Norwegian Antarctic krill ingredient company Olympic Seafood AS, Nofima AS and the Technical University of Denmark have begun a joint research project on the phospholipids found in krill oil.
By the research, Olympic Seafood AS takes an important step toward developing a new industry standard for quality evaluation of marine phospholipids in nutraceutical applications. The Technical University of Denmark will investigate the fundamental behaviors of phospholipids and its oxidation mechanisms. Nofima is involved with developing the technology relaxed to this endeavor. Funding for the project comes from the Research Council of Norway and Olympic Seafood AS. The total budget is 6 million NOK (approx. 800 000 EUR).
Current testing methods unreliable
The oxidation of omega-3 oils has long been a key issue in the industry of essential fatty acids (EFA) as product quality is generally evaluated by the degree of oxidation. “The problem is that the methods developed for assessing oxidation in marine oils (such as fish oil) do not work for krill oil.

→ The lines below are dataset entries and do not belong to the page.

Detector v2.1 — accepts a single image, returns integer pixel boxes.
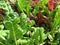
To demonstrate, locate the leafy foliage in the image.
[0,0,60,45]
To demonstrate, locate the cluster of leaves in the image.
[0,0,60,45]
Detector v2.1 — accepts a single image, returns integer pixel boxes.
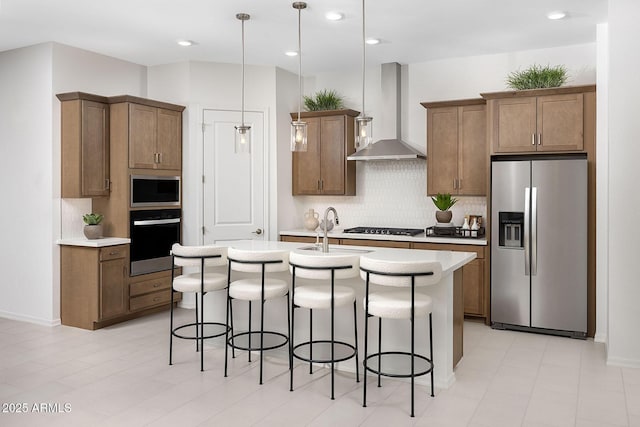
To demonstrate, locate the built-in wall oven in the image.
[129,209,181,276]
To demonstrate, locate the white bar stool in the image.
[224,248,291,384]
[360,256,442,417]
[289,252,360,400]
[169,243,227,371]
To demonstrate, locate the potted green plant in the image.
[431,193,458,224]
[507,64,568,90]
[82,213,104,239]
[304,89,344,111]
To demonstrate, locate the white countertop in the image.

For example, we see that peroxide value does not increase in krill oil despite the fact the oil has exposed to air for a long period of time,” explains the research director at Olympic Seafood AS, Dr. Inge Bruheim.
Little is known about the exact characteristics of phospholipid oxidation and the research project led by Dr. Bruheim, seeks to understand and clarify the process in krill phospholipids. A better understanding of how oxidation occurs in krill oils is essential in being able to create higher quality products. This leads into the secondary goal of the project, which is to establish methods for assessing krill oil quality. This will also go hand in hand with developing a quality control and documentation system for the manufacturing process.

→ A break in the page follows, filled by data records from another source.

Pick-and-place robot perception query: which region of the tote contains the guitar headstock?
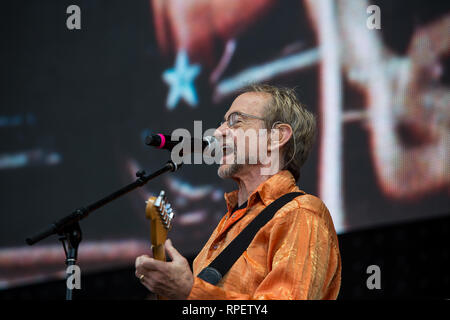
[145,190,174,251]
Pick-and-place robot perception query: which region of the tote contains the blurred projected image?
[0,0,450,288]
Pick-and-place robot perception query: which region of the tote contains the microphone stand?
[25,161,182,300]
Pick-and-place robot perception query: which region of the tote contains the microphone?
[145,133,218,153]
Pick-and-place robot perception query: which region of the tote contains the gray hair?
[242,84,316,181]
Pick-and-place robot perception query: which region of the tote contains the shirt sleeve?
[188,208,340,300]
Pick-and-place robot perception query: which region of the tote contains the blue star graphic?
[162,50,201,110]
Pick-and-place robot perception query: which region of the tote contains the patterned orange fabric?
[188,170,341,300]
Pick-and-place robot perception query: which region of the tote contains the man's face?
[214,92,271,178]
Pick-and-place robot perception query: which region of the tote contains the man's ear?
[269,122,293,151]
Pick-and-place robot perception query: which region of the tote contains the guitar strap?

Aiming for new industry standard
Overall, the phospholipid research project will be an important advance for Olympic Seafood as well the industry as a whole as it helps to clarify its position in the growing EFA industry. “Our efforts will help standardize the methods for evaluating phospholipid bound omega-3 fatty acid quality, which is important for customers so they get piece of mind their products are of the highest quality,” says Dr. Bruheim.